Separated shoulder symptoms. It’s almost football season. Football, like many other sports, is a contact sport. With it comes many special injuries. One of the most common injuries that is reported from contact sports is a separated shoulder. This injury is not often very severe, and usually doesn’t require surgery, but it can sometimes be.
What is a separated shoulder Symptoms ?
Your collar bone and your shoulder blade are connected by ligaments. A blow to your shoulder, such as the one that often happens in football, can pull on these ligaments. A separated shoulder is a stretch or tear of the ligaments that connect your collar bone to the top of your shoulder blade. This injury has varying degrees, but it is almost always connected with a significant amount of pain.
What are the symptoms?
Pain is the most common symptom of a separated shoulder. More specifically, your shoulder will hurt when you try to cross your arm over your body. You may also feel weakness with this pain. You may see swelling, bruising, or even a bump that the top of your shoulder. Limited arm movement is also a common symptom if this type of injury. If you have any of these symptoms, it is best that you see a doctor.
What will happen when you go to the doctor?
When you visit the doctor about a potentially separated shoulder, he will first put you through an X-Ray to see if, and how much, your ligaments have been damaged. When he sees the X-Ray, he will judge your injury on a scale:
- This is a minor injury. You will feel discomfort because of stretching of the ligaments, but no real tear has happened.
- This is a slight, but not a full tear in the ligaments.

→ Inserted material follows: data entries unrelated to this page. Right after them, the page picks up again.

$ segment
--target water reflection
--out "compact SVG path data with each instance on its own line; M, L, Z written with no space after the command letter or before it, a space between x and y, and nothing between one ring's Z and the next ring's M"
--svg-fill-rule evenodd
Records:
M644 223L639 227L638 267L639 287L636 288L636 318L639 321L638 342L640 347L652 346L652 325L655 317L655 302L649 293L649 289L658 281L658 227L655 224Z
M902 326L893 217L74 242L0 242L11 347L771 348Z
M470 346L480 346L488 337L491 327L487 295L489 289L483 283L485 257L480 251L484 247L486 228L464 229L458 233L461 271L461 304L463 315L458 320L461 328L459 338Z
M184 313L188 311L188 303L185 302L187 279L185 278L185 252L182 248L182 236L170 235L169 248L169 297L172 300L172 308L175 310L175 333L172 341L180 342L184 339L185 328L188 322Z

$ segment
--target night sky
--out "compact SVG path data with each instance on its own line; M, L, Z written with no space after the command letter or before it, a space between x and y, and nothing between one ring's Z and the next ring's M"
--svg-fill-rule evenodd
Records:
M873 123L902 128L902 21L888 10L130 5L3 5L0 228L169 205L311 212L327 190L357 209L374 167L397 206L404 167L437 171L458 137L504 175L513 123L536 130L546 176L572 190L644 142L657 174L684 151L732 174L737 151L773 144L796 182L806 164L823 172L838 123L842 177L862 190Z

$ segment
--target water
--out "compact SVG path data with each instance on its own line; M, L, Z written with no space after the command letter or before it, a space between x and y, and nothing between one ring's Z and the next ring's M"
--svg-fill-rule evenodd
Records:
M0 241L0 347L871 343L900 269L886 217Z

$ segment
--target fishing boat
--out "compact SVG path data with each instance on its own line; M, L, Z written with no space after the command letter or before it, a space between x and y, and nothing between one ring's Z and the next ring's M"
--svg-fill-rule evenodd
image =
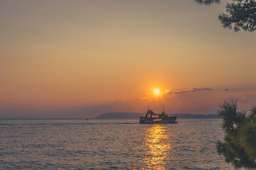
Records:
M141 116L139 123L154 124L154 123L177 123L176 120L177 116L168 116L164 111L163 106L163 112L161 114L156 114L149 107L146 113L145 116Z

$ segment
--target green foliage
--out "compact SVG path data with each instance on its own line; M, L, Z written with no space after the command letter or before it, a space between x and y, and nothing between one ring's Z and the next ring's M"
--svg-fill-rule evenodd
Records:
M238 108L238 100L219 105L225 136L217 142L217 151L235 167L256 169L256 108L246 112Z
M220 4L220 0L195 0L197 3L201 5L210 5L212 4Z
M219 4L218 0L195 0L200 4ZM219 14L218 19L223 28L253 32L256 30L256 1L255 0L232 0L228 3L226 13Z

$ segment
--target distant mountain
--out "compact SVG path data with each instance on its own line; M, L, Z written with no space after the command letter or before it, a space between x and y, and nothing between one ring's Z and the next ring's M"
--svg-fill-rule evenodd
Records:
M169 115L177 115L177 119L219 118L218 115L193 115L189 113L178 113ZM96 117L95 119L139 119L139 116L144 115L144 113L139 113L111 112L100 115Z

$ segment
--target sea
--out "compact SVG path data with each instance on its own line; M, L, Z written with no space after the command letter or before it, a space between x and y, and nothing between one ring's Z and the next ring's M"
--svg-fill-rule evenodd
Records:
M234 169L221 119L0 120L0 169Z

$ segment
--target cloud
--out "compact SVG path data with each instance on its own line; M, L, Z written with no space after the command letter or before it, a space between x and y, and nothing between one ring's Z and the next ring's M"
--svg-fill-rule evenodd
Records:
M193 87L191 90L184 90L184 91L171 91L167 93L167 95L173 95L173 94L186 94L186 93L193 93L201 91L213 91L211 88L197 88Z

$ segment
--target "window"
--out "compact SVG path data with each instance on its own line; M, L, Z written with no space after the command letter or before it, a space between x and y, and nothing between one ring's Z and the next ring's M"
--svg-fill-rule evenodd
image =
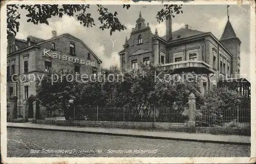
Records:
M75 73L80 74L80 66L75 65Z
M24 98L27 100L29 98L29 86L24 86Z
M197 54L189 54L189 60L197 60Z
M6 76L7 77L7 78L8 78L9 76L10 76L10 66L7 66L7 67L6 68L6 69L7 69L7 73L6 74Z
M206 82L203 83L203 93L204 94L207 90Z
M55 44L54 43L52 43L52 50L55 50Z
M24 61L24 74L27 73L28 72L28 61Z
M182 58L181 57L175 58L175 62L178 62L182 60Z
M216 63L216 57L214 56L214 68L216 68L215 63Z
M9 88L9 96L11 96L13 95L13 87L11 86Z
M150 67L150 62L149 57L143 59L143 64L145 65L147 68Z
M70 43L70 55L75 56L75 44L73 43Z
M12 53L12 43L11 42L9 42L9 53L10 54Z
M142 43L142 37L140 35L139 35L139 37L138 37L138 44Z
M164 56L162 55L161 56L161 63L162 63L162 64L164 64Z
M49 61L45 61L45 72L47 73L50 72L52 68L52 62Z
M226 64L223 63L223 73L226 74Z
M138 29L139 30L141 29L141 24L138 24Z
M132 69L135 69L138 67L138 63L137 60L133 60L132 61Z
M222 61L221 61L221 69L220 69L220 72L221 73L222 73Z
M97 71L93 70L93 77L95 78L97 75Z
M229 76L229 65L227 65L227 74Z
M15 65L12 65L12 75L15 74Z

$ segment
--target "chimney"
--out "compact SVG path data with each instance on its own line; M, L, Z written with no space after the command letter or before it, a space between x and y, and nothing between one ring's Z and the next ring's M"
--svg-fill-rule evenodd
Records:
M168 41L172 39L173 30L172 29L172 17L166 17L166 40Z
M54 38L55 37L57 36L57 32L56 31L52 31L52 38Z

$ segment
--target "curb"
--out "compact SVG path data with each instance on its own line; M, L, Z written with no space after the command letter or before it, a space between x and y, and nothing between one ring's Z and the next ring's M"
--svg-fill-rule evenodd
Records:
M35 129L35 130L50 130L50 131L63 131L63 132L77 132L77 133L88 133L88 134L130 136L130 137L138 137L138 138L151 138L151 139L169 139L169 140L175 140L196 142L201 142L201 143L210 143L222 144L232 144L232 145L245 145L245 146L250 146L251 145L251 143L241 143L241 142L236 142L211 140L204 140L204 139L189 139L189 138L187 139L187 138L173 138L173 137L165 137L156 136L134 135L134 134L124 134L113 133L109 133L109 132L85 131L65 130L65 129L48 129L48 128L45 128L24 127L13 126L8 126L8 125L7 125L7 127L8 128L19 128L19 129Z

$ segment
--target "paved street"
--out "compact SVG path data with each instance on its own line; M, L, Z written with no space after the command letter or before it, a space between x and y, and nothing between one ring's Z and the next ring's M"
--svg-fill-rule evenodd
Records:
M7 133L8 157L250 156L249 146L13 128Z

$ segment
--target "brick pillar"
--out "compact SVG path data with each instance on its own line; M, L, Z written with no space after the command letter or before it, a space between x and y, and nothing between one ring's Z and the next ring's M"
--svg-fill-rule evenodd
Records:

- This means the ligaments have been completely torn, but the injury is not enough that conservative methods cannot heal.
- This is the beginning of a stage of more severe tears.
- This may require breaking of the collar bone in order to repair this severe or a tear.
- This is the most severe type, and will often require surgery.
How is it treated? separated shoulder Symptoms
Usually, your separated shoulder will not be very severe. Levels II and III are the most common types of actual tears seen. For simple injuries, the treatment is very easy. Rest is required, as well as possibly some minor shoulder exercises. Ice the shoulder regularly, and take over the counter pain medicine if it hurts too much. This degree of separation will often heal in as soon as a few weeks.
Sometimes, a more severe tear can occur, though. This one may take more drastic action, such as a break in the collar bone or even surgery to repair the ligaments. The more severe the injury, the longer it will take to heal. It could be up to months with a very bad tear before your shoulder is fully functional.
A separated shoulder is a very common injury in a contact sport. Strengthening exercises are the only real prevention, though. Luckily, this is usually a minor injury and can be easily treated at home. Sometimes, though, a very bad injury could have occurred, so if you feel this sort of pain it is much better to be safe than sorry and see your doctor.